Friday, April 16, 2010

George W. Prescott updated 05/30/2021

George W. Prescott was born on September 20, 1836, in Monticello, Otsego County, New York, the son of New York natives Price Howard Prescott (1804-1891) and Rebecca Thomas (1804-1861) and stepson of Olive Wright (1818-1907).

In 1840 Price was living in Exeter, Otsego County. In 1844 the family moved from New York and settled on a farm in section 36 in Grand Rapids. By 1850 George was living with his family on a large farm in Grand Rapids, along with his younger brother Orin, who would enlist in the reorganized 3rd in 1864. By 1860 George was a farm laborer living with his family in Grand Rapids Township, where his father owned a substantial farm and his mother was listed in the census for that year as “insane.” His younger brother Orin or Orrin was also living with the family as well.

George stood 5’11” with hazel eyes, black hair and a dark complexion and was 24 years old and probably still living in the Grand Rapids area when he enlisted in Company A on May 13, 1861. He was absent sick from October 11, 1862, through March of 1863. According to a Dr. Dorr at Ascension general hospital in Washington, D.C., “Prescott was attacked with rheumatism on or about the 3rd day of October 1862, at camp on Upton’s Hill, Va., and has not done duty since that date.” He was discharged for chronic rheumatism on March 11, 1863, at Ascension hospital.

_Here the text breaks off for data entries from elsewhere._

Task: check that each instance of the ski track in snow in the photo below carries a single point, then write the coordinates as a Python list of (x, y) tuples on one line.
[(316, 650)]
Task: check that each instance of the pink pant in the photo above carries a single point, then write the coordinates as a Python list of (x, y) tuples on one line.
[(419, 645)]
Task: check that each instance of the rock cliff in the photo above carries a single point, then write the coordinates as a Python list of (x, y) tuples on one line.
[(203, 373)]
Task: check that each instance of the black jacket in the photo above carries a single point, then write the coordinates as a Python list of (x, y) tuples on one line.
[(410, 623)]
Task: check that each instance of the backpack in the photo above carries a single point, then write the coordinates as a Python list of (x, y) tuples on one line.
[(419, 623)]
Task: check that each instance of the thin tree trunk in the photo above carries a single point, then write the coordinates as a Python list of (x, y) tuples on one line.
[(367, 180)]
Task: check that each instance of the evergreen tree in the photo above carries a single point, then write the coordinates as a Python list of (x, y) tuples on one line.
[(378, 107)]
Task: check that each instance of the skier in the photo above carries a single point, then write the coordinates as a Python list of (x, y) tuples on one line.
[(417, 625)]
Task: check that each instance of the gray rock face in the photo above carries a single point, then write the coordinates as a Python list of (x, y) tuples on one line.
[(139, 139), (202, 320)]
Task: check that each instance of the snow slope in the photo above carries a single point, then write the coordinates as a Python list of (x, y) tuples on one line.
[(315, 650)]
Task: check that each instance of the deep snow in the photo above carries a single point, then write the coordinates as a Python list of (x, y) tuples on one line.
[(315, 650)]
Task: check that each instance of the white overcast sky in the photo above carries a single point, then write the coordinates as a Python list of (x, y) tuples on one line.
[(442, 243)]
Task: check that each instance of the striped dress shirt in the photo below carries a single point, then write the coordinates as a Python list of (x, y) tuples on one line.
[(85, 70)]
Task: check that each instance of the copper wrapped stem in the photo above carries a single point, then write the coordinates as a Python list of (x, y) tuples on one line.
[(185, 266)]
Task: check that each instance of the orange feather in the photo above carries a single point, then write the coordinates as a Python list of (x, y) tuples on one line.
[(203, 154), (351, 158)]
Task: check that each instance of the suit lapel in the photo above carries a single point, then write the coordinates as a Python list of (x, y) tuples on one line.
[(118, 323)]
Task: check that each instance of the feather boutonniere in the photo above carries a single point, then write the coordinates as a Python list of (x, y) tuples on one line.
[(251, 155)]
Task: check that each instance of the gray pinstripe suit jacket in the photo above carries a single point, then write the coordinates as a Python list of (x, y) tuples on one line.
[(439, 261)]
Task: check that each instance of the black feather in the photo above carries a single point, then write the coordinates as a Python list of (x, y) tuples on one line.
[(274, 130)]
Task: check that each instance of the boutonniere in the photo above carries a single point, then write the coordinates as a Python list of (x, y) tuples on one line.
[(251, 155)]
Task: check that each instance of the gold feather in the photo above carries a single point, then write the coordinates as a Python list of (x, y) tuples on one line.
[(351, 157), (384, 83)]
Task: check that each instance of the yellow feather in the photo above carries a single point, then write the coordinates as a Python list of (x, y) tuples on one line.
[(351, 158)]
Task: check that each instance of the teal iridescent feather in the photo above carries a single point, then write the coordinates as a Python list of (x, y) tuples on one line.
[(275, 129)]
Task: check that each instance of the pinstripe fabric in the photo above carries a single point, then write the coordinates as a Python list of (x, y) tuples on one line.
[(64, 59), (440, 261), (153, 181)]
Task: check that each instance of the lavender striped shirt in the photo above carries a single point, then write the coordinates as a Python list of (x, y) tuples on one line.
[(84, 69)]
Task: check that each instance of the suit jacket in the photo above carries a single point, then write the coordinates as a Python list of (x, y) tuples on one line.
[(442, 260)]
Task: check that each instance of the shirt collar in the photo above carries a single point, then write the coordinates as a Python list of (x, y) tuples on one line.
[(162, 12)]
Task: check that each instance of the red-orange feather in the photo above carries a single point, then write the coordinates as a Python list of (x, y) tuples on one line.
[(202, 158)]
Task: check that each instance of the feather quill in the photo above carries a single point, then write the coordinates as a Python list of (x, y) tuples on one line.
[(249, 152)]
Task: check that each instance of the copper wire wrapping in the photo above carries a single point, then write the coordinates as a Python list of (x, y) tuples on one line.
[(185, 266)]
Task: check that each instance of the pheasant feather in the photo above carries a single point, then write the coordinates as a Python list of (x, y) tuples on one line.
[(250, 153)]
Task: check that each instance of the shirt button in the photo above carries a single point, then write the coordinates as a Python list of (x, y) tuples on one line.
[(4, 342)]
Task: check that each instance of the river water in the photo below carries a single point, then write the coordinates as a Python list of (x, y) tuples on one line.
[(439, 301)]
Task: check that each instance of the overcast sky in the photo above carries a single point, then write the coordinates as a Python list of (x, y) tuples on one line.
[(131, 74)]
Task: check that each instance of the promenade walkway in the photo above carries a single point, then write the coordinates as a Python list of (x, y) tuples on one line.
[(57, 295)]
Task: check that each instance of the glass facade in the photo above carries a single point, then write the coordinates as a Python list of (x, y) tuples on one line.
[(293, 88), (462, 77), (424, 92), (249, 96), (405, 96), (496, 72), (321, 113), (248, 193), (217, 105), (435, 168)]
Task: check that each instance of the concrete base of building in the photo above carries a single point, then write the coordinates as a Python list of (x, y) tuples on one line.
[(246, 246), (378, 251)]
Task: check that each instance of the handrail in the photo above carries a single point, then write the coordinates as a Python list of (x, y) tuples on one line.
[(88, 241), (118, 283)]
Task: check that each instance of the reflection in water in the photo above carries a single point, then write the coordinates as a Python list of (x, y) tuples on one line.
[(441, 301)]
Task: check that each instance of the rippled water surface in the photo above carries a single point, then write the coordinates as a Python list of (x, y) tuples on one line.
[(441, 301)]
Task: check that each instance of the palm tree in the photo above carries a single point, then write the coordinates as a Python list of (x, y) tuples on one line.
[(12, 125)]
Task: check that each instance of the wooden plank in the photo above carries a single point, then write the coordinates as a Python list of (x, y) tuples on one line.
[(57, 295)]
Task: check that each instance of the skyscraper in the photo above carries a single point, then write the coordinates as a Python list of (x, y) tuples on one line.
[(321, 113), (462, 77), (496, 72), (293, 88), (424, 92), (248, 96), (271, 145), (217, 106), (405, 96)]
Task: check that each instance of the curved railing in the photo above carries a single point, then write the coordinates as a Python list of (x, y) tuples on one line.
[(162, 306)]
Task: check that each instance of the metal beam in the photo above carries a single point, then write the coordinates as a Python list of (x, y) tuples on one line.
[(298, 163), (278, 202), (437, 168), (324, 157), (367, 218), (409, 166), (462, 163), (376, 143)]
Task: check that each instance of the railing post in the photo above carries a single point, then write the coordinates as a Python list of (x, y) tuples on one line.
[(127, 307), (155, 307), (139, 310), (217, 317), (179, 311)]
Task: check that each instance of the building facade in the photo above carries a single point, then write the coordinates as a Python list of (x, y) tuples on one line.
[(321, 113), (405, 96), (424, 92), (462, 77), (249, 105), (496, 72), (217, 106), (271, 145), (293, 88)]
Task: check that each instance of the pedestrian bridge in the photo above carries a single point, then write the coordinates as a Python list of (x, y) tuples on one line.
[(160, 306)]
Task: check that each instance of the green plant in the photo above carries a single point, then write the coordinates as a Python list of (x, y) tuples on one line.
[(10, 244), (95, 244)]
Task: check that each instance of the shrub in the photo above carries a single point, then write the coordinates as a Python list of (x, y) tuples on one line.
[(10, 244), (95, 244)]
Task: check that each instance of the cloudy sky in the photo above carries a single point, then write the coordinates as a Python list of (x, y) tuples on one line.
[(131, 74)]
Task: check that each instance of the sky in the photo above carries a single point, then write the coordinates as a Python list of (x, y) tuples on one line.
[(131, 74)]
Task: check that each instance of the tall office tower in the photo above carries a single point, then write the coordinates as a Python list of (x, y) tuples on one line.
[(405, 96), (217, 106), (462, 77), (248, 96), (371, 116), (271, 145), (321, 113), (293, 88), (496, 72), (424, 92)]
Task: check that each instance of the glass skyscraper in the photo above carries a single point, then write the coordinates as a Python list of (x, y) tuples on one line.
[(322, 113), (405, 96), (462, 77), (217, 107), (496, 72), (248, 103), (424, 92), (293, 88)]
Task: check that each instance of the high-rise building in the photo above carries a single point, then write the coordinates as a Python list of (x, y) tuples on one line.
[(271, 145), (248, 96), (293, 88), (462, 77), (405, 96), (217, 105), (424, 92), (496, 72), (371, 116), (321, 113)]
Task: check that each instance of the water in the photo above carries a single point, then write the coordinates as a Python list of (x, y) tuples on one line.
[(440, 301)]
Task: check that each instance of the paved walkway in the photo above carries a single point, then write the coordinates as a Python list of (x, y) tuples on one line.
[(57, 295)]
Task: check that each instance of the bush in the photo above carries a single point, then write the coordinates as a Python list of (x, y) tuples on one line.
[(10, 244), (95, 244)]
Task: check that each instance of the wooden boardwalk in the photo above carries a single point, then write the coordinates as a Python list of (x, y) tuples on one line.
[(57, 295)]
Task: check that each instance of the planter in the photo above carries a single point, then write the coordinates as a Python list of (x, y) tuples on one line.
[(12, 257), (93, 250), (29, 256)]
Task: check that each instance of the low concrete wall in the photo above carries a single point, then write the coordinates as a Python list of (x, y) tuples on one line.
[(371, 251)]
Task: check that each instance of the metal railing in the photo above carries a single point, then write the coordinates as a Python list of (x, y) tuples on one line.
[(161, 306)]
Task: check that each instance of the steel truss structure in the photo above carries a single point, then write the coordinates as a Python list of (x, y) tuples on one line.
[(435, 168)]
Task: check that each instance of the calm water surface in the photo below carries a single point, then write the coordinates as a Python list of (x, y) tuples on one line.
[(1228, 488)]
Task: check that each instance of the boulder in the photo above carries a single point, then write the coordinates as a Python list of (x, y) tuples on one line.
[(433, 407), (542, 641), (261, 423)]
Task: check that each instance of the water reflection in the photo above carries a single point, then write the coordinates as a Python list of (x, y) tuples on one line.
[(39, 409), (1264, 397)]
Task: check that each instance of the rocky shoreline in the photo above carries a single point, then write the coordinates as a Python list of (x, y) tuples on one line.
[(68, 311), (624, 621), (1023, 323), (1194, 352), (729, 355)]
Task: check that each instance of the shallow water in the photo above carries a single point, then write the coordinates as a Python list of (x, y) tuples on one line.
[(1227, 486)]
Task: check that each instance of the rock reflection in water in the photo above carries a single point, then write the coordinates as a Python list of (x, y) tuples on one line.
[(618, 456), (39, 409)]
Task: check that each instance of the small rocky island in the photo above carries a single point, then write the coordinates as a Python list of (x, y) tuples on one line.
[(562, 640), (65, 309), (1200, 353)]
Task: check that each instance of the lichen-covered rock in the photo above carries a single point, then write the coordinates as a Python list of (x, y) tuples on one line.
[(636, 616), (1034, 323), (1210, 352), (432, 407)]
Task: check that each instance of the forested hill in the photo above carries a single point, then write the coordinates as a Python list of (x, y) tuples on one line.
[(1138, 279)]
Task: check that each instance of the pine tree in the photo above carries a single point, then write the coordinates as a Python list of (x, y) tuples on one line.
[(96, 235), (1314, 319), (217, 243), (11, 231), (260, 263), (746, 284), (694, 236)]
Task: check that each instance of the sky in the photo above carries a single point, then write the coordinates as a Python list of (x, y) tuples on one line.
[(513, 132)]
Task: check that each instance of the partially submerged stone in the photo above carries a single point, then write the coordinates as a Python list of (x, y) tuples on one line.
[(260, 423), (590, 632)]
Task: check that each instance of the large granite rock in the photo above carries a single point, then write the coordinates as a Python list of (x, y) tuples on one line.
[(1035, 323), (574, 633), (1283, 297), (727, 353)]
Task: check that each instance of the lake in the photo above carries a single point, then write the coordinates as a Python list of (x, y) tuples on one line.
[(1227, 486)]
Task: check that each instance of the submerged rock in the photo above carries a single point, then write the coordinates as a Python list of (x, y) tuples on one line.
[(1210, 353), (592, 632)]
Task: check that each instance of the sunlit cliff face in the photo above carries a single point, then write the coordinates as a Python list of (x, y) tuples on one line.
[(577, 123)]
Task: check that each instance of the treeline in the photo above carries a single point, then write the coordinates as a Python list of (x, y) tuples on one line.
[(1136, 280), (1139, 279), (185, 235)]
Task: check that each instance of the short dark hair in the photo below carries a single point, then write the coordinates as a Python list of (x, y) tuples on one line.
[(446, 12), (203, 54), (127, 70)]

After his discharge from the army George returned to Grand Rapids and began farming on 80 acres in Paris Township, Kent County, where he specialized in seed growing. “In the culture of the latter,” wrote Chapman in his History of Kent County, “Mr. Prescott exercises the utmost care, and in every case warrants his seeds true to name.”

He was living in Paris, Kent County in 1867 when he married New York native Agnes Powley (1846-1884) on November 27, 1867, in Paris, and they had at least four children: Jane (born 1868), Ada Clare (born 1869-1930, Mrs. Vandervere), Jennie A. (1872-1883) and Byron J. (1874-1875). Agnes was the sister to John Powley who had served in the 3rd Michigan.

George was working as a farmer and living with his wife and daughter Jane in Paris Township in 1870; in 1880 he was still working a farm and living with Agnes and two daughters Agnes and Jennie in Paris. He was still living in Paris in 1874 and 1881. 
from Illustrated Historical Atlas of the Counties of Ottawa and Kent, Michigan, 1876

In late December of 1881 Agnes “filed a bill of complaint in the circuit court Saturday praying for a divorce from George W. Prescott whom she married in November of 1867. She charges him with extreme and long-continued cruelty, and prays for the custody of the children Ada C. aged 12 and Jennie A. aged 9. The requested preliminary injunction was granted.” Jennie died in early March of 1883 followed soon after by Agnes herself the following year.

The year after Agnes died, the Grand Rapids Democrat reported that Prescott had acquired the title of the “Michigan Crank.” Apparently he was “visiting the big show at New Orleans and is seeing all there is to be seen. He was very much interested in examining old war relics a few days ago and accidentally discharged a mitrailleuse, the ball passing through the post office. He was arrested and on trial pleaded his own case and was set free. He explained that ‘he didn't know the darned thing was loaded’. He has secured the title, ‘The Michigan Crank’.”

He was still living in Paris in 1894. He married English born dressmaker Anna Wride (1850-1936), on September 20, 1894, at the Kent County Fairgrounds.

In 1900 George was living with his wife Anna in Cascade, Kent County; living with them were two adopted children: Harry Johnson (born 1888) and Anna Johnson (born 1890), both born in Michigan but whose parents were born in Norway and Sweden. Next door lived Anna’s brother (?) James Wride and his family. By 1910 Anna and George along with their adopted daughter Anna were living on Spaulding Road in Cascade township, Kent County.

George was a member of the Old 3rd Michigan Infantry Association and Grand Army of the Republic Custer post no. 5 in Grand Rapids, until he was suspended November 26, 1908. In 1863 he applied for and received a pension (cert. no. 19338).

He died of bronchio-pneumonia in Cascade Township on September 24, 1910, and was buried in Martin Cemetery: W6-A.

In 1914 Anna was living in Michigan when she applied for and received a dependent widow’s pension (cert. no. 839880).